The rest of CSRI boils down to a murkier set of mechanisms for senders to prove they are not spammers by using one of two methods. (The CSRI framework is at www.microsoft.com/mscorp/twc/privacy/spam.mspx.)
Large-volume senders will have to show they conform to rules and guidelines such as those contained in the federal CAN-SPAM legislation that became effective Jan. 1.

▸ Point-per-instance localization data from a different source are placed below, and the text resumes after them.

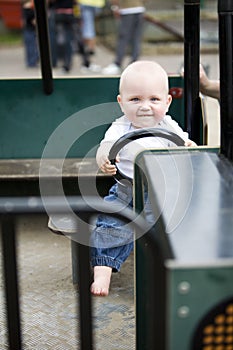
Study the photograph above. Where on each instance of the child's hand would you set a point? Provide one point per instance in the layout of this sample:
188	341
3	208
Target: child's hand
190	143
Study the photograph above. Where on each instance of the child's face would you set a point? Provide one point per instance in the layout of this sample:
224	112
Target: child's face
144	101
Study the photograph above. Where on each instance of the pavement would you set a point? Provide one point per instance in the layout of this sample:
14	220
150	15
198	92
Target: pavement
12	65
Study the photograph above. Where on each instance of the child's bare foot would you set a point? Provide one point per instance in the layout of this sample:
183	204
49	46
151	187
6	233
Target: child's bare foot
102	278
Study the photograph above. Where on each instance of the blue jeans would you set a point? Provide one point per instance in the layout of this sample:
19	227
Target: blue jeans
113	240
88	14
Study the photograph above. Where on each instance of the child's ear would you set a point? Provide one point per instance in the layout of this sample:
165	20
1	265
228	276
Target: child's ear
119	98
119	101
169	101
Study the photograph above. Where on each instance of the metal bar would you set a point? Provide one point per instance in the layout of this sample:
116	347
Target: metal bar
85	305
11	283
43	38
84	211
191	68
225	13
164	26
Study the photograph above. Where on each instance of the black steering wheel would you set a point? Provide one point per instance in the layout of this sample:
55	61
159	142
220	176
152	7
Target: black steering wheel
134	135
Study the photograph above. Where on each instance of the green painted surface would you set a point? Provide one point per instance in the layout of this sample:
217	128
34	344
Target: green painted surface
79	109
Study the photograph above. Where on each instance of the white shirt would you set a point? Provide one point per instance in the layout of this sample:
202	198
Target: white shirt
127	154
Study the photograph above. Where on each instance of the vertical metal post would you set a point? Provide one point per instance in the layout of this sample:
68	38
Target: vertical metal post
44	46
11	283
191	68
225	13
84	278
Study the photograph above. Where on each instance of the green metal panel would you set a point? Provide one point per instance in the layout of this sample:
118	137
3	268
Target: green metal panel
192	293
29	117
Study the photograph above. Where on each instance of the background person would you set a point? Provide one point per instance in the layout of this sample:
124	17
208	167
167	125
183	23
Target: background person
130	29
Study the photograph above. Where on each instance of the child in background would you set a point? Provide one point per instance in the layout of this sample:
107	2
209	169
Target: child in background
144	100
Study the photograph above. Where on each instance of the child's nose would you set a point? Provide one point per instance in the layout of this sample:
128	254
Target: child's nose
145	105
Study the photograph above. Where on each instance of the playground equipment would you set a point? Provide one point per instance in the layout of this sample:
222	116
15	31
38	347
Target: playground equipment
184	263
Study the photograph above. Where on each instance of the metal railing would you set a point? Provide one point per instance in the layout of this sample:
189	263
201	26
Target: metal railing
10	209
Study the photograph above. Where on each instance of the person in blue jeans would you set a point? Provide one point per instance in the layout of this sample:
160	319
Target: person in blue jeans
144	100
29	34
64	18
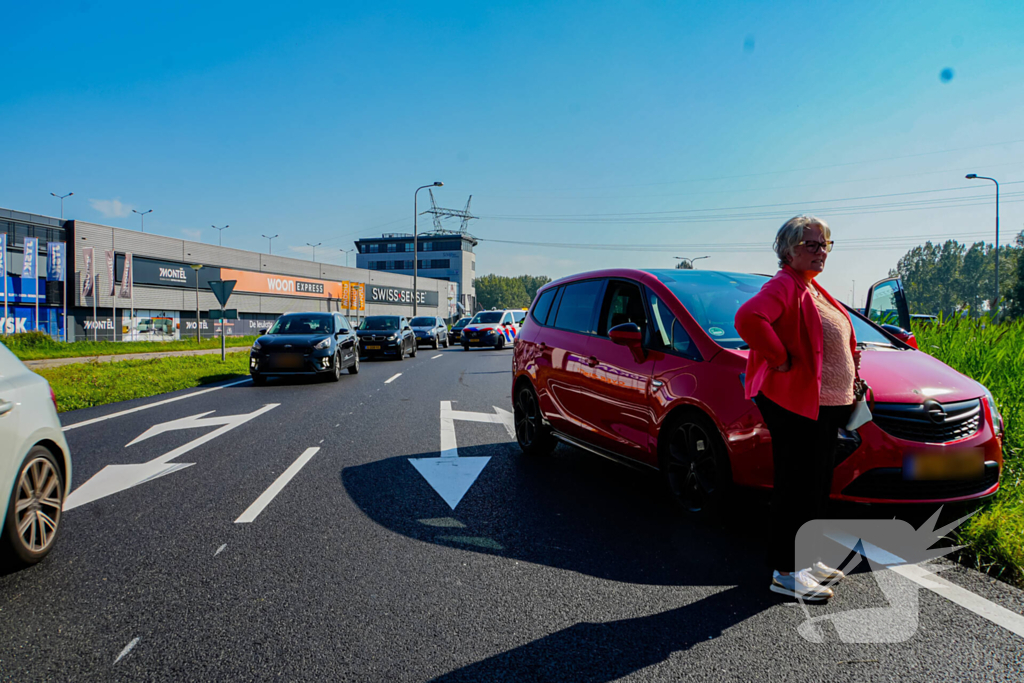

Senders can also buy their way into Bonded Sender, an IronPort program that is administered by TRUSTe. In an interview with eWEEK Labs, Tom Gillis, senior vice president of marketing at IronPort, explained IronPorts Bonded Sender program, in which users post a bond that is debited $10 every time a recipient complains of receiving spam. To date, no money has been paid out from Bonded Sender, Gillis said.
Individuals and small companies that cant afford to join programs like Bonded Sender could face Microsofts CSRI in the form of the Black Penny program. Black Penny is an anti-spam proposal that would require e-mail programs to process a difficult computational puzzle before e-mail could be sent. In effect, this would force the sender to burn CPU cycles that add cost to e-mail message generation.
These anti-spam proposals will go before the IETF and other standards bodies for ratification—but probably not until the specifications have become de facto industry norms. Now is the time for IT managers to get involved in the process.
It is likely that the technology choices made in the next year will set the direction of anti-spam efforts until (and if) SMTP can be completely ripped out and replaced with a reliable mail transport system.